In December 2021, a preliminary investigation by Credit Suisse had found that Mr Horta-Osorio had breached Covid-19 rules. He attended the Wimbledon tennis finals in July 2021 at a time when the UK's Covid-19 restrictions required him to be in quarantine. Mr Horta-Osorio also breached Swiss Covid restrictions when, according to Reuters, he flew into the country on 28 November but left on 1 December 2020. Swiss rules meant he should have quarantined for 10 days upon his arrival.[49]

Mental health philanthropy[edit]

Horta-Osório has been public in describing how restoring Lloyds Bank's fortunes "almost shattered" his mental health and he has become a prominent campaigner for employers to support their employees with mental health challenges and so shrug off its stigma.[50]

At Lloyds he oversaw the training of thousands of mental health first aiders,[51] while he and around 200 other senior executives underwent a 12-month “optimal leadership resilience programme”, devised with his psychiatrist, Dr Stephen Pereira.[50] Since January 2017, Lloyds Banking Group’s partnership with Mental Health UK has raised £11m and enabled 14,000 volunteering hours and 40 support groups.[52] The partnership also runs a Mental Health and Money Advice service.[53]

Horta-Osório was also involved, with Prince William, in the launch of Mind’s Mental Health at Work “gateway” in 2018;[54] and in Lloyds’ membership of the City Mental Health Alliance.[55] He has been widely praised for his campaign against the workplace taboo surrounding mental health issues;[56][57][58] Simon Blake OBE, chief executive of Mental Health First Aid (MHFA) England, described his openness about his own problems as “inspiring”.[59]

In 2020, Lloyds Banking Group’s work to raise awareness of mental health earned it a Gold award in the Business Disability Forum’s Disability Standard.[60]

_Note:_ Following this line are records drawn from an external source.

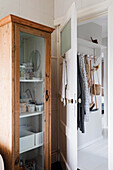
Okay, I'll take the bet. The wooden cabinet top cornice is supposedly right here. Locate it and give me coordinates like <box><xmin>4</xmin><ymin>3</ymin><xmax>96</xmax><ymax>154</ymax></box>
<box><xmin>0</xmin><ymin>14</ymin><xmax>55</xmax><ymax>33</ymax></box>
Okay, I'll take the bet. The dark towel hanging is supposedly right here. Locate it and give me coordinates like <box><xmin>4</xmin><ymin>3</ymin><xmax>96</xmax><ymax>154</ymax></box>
<box><xmin>77</xmin><ymin>55</ymin><xmax>86</xmax><ymax>133</ymax></box>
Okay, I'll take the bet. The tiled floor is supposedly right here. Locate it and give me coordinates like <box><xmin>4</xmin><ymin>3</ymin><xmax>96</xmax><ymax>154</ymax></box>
<box><xmin>77</xmin><ymin>138</ymin><xmax>108</xmax><ymax>170</ymax></box>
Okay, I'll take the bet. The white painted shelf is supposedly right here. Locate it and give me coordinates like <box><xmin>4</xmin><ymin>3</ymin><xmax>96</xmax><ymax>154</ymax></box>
<box><xmin>20</xmin><ymin>111</ymin><xmax>44</xmax><ymax>118</ymax></box>
<box><xmin>20</xmin><ymin>143</ymin><xmax>43</xmax><ymax>154</ymax></box>
<box><xmin>78</xmin><ymin>38</ymin><xmax>106</xmax><ymax>49</ymax></box>
<box><xmin>20</xmin><ymin>65</ymin><xmax>25</xmax><ymax>68</ymax></box>
<box><xmin>20</xmin><ymin>79</ymin><xmax>43</xmax><ymax>83</ymax></box>
<box><xmin>20</xmin><ymin>130</ymin><xmax>44</xmax><ymax>154</ymax></box>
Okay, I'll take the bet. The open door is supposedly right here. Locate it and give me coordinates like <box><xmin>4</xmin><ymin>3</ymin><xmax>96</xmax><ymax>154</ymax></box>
<box><xmin>58</xmin><ymin>2</ymin><xmax>77</xmax><ymax>170</ymax></box>
<box><xmin>108</xmin><ymin>2</ymin><xmax>113</xmax><ymax>169</ymax></box>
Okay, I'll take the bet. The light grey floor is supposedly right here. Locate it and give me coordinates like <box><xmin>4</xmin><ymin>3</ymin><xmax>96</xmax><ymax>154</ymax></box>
<box><xmin>77</xmin><ymin>138</ymin><xmax>108</xmax><ymax>170</ymax></box>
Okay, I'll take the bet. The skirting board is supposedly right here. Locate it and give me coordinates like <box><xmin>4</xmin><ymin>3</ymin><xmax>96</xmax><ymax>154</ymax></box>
<box><xmin>77</xmin><ymin>136</ymin><xmax>103</xmax><ymax>151</ymax></box>
<box><xmin>60</xmin><ymin>151</ymin><xmax>71</xmax><ymax>170</ymax></box>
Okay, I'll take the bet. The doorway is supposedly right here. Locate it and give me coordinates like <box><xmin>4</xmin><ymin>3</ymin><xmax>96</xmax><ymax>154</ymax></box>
<box><xmin>55</xmin><ymin>2</ymin><xmax>112</xmax><ymax>169</ymax></box>
<box><xmin>77</xmin><ymin>14</ymin><xmax>108</xmax><ymax>170</ymax></box>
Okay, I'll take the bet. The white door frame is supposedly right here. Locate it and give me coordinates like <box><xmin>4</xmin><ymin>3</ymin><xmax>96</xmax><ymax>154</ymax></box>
<box><xmin>54</xmin><ymin>1</ymin><xmax>112</xmax><ymax>27</ymax></box>
<box><xmin>77</xmin><ymin>1</ymin><xmax>111</xmax><ymax>23</ymax></box>
<box><xmin>54</xmin><ymin>1</ymin><xmax>113</xmax><ymax>169</ymax></box>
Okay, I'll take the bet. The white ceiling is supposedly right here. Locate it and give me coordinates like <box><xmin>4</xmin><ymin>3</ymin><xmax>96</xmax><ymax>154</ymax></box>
<box><xmin>91</xmin><ymin>15</ymin><xmax>108</xmax><ymax>38</ymax></box>
<box><xmin>78</xmin><ymin>15</ymin><xmax>108</xmax><ymax>38</ymax></box>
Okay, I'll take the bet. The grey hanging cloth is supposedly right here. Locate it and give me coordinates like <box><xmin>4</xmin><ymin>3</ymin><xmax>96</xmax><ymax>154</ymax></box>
<box><xmin>79</xmin><ymin>54</ymin><xmax>90</xmax><ymax>121</ymax></box>
<box><xmin>77</xmin><ymin>55</ymin><xmax>86</xmax><ymax>133</ymax></box>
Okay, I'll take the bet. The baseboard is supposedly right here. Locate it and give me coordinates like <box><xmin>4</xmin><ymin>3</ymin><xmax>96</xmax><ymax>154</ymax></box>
<box><xmin>77</xmin><ymin>136</ymin><xmax>103</xmax><ymax>151</ymax></box>
<box><xmin>102</xmin><ymin>128</ymin><xmax>108</xmax><ymax>138</ymax></box>
<box><xmin>60</xmin><ymin>151</ymin><xmax>71</xmax><ymax>170</ymax></box>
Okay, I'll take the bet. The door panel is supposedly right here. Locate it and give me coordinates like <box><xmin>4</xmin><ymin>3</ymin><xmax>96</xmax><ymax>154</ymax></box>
<box><xmin>59</xmin><ymin>2</ymin><xmax>77</xmax><ymax>170</ymax></box>
<box><xmin>61</xmin><ymin>19</ymin><xmax>71</xmax><ymax>56</ymax></box>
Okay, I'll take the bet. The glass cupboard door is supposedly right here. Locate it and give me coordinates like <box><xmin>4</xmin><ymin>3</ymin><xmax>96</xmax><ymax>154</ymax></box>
<box><xmin>19</xmin><ymin>31</ymin><xmax>45</xmax><ymax>170</ymax></box>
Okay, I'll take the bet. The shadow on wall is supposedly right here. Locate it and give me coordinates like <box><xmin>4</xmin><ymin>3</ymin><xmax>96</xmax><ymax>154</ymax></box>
<box><xmin>0</xmin><ymin>144</ymin><xmax>13</xmax><ymax>170</ymax></box>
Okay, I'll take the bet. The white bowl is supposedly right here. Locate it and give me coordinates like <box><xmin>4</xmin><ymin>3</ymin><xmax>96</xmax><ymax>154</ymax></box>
<box><xmin>35</xmin><ymin>105</ymin><xmax>43</xmax><ymax>112</ymax></box>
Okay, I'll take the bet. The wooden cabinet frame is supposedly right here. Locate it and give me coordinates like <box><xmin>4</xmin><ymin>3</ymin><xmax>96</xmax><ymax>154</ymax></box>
<box><xmin>0</xmin><ymin>15</ymin><xmax>54</xmax><ymax>170</ymax></box>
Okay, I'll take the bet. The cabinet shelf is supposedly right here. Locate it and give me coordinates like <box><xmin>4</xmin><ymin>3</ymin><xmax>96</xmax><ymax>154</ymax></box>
<box><xmin>78</xmin><ymin>38</ymin><xmax>106</xmax><ymax>49</ymax></box>
<box><xmin>20</xmin><ymin>130</ymin><xmax>44</xmax><ymax>154</ymax></box>
<box><xmin>20</xmin><ymin>111</ymin><xmax>44</xmax><ymax>118</ymax></box>
<box><xmin>20</xmin><ymin>79</ymin><xmax>43</xmax><ymax>83</ymax></box>
<box><xmin>20</xmin><ymin>143</ymin><xmax>43</xmax><ymax>154</ymax></box>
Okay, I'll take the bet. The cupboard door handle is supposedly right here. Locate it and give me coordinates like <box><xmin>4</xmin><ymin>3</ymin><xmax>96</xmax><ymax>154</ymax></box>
<box><xmin>46</xmin><ymin>73</ymin><xmax>49</xmax><ymax>78</ymax></box>
<box><xmin>46</xmin><ymin>90</ymin><xmax>49</xmax><ymax>101</ymax></box>
<box><xmin>15</xmin><ymin>157</ymin><xmax>19</xmax><ymax>165</ymax></box>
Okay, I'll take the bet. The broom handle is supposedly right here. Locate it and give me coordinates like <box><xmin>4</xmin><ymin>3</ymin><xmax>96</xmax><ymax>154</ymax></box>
<box><xmin>90</xmin><ymin>60</ymin><xmax>93</xmax><ymax>103</ymax></box>
<box><xmin>93</xmin><ymin>70</ymin><xmax>98</xmax><ymax>109</ymax></box>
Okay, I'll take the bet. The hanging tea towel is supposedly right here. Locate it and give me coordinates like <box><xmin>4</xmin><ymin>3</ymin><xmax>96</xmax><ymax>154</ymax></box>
<box><xmin>61</xmin><ymin>58</ymin><xmax>67</xmax><ymax>106</ymax></box>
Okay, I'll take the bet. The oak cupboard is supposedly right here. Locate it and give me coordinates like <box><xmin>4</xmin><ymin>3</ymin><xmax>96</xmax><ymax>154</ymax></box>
<box><xmin>0</xmin><ymin>15</ymin><xmax>54</xmax><ymax>170</ymax></box>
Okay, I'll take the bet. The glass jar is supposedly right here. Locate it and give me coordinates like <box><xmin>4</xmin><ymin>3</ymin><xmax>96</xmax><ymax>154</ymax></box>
<box><xmin>20</xmin><ymin>66</ymin><xmax>26</xmax><ymax>79</ymax></box>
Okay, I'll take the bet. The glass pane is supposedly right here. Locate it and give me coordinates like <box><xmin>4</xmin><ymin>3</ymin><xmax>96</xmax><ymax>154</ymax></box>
<box><xmin>19</xmin><ymin>31</ymin><xmax>45</xmax><ymax>170</ymax></box>
<box><xmin>61</xmin><ymin>19</ymin><xmax>71</xmax><ymax>56</ymax></box>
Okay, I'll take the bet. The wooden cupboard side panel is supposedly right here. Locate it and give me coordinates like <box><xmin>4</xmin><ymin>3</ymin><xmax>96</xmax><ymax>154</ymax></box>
<box><xmin>0</xmin><ymin>23</ymin><xmax>13</xmax><ymax>170</ymax></box>
<box><xmin>12</xmin><ymin>22</ymin><xmax>15</xmax><ymax>170</ymax></box>
<box><xmin>14</xmin><ymin>24</ymin><xmax>20</xmax><ymax>170</ymax></box>
<box><xmin>51</xmin><ymin>58</ymin><xmax>58</xmax><ymax>163</ymax></box>
<box><xmin>44</xmin><ymin>35</ymin><xmax>51</xmax><ymax>170</ymax></box>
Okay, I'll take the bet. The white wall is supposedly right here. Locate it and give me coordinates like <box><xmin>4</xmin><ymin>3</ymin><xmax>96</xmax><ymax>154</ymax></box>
<box><xmin>102</xmin><ymin>38</ymin><xmax>108</xmax><ymax>130</ymax></box>
<box><xmin>54</xmin><ymin>0</ymin><xmax>76</xmax><ymax>20</ymax></box>
<box><xmin>54</xmin><ymin>0</ymin><xmax>109</xmax><ymax>20</ymax></box>
<box><xmin>78</xmin><ymin>22</ymin><xmax>102</xmax><ymax>44</ymax></box>
<box><xmin>0</xmin><ymin>0</ymin><xmax>54</xmax><ymax>27</ymax></box>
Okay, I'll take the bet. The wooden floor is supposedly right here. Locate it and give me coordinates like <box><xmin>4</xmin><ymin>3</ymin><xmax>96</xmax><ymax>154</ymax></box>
<box><xmin>51</xmin><ymin>162</ymin><xmax>63</xmax><ymax>170</ymax></box>
<box><xmin>51</xmin><ymin>162</ymin><xmax>81</xmax><ymax>170</ymax></box>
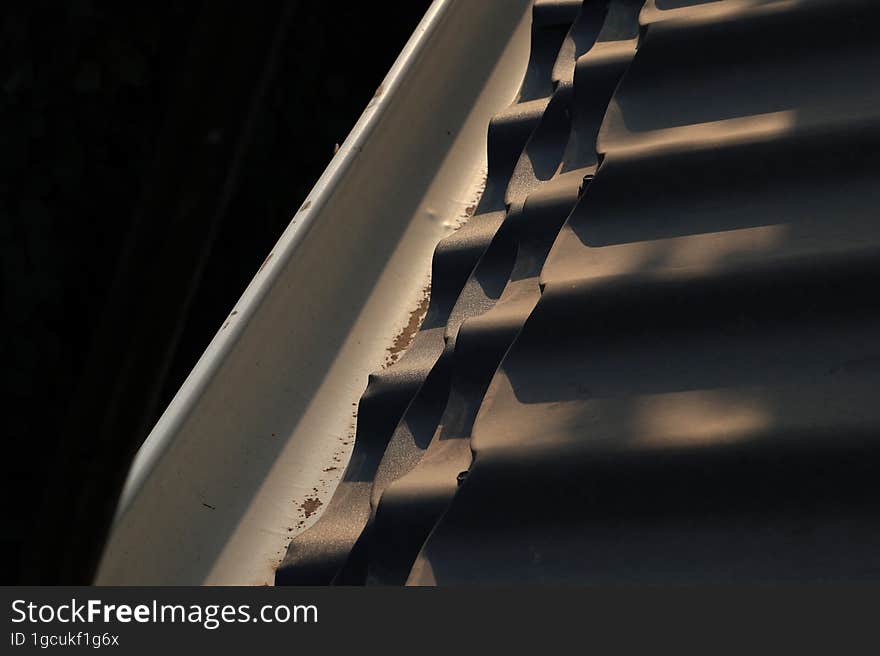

In 2015 Horta-Osório was made chairman of the highly regarded Wallace Collection, the most valuable private art collection ever bequeathed to the British nation.[41][61][62] In 2019, during his tenure, the gallery eased its traditional “no loans” policy and began both to make and receive temporary loans of selected works[63][64] – for example, lending Titian’s “Perseus and Andromeda” for the National Gallery’s 2020 exhibition, Titian: Love, Desire, Death.[65][66] The collection’s director, Xavier Bray, hailed the change as a “revolution” which was “like bringing fresh air to the collection and just making it live again”.[67] Horta-Osório’s chairmanship, a prime ministerial appointment, was renewed in 2019.[68]

Horta-Osório is also a significant collector of Portuguese art, particularly works of art made under Portuguese patronage in maritime Asia from the 16th to the 18th century. The collection includes objects created in China, Japan and India (especially Gujarat), often in rare materials such as tortoiseshell, mother-of-pearl and ivory and rock crystal. It also features a number of early chess sets.[69]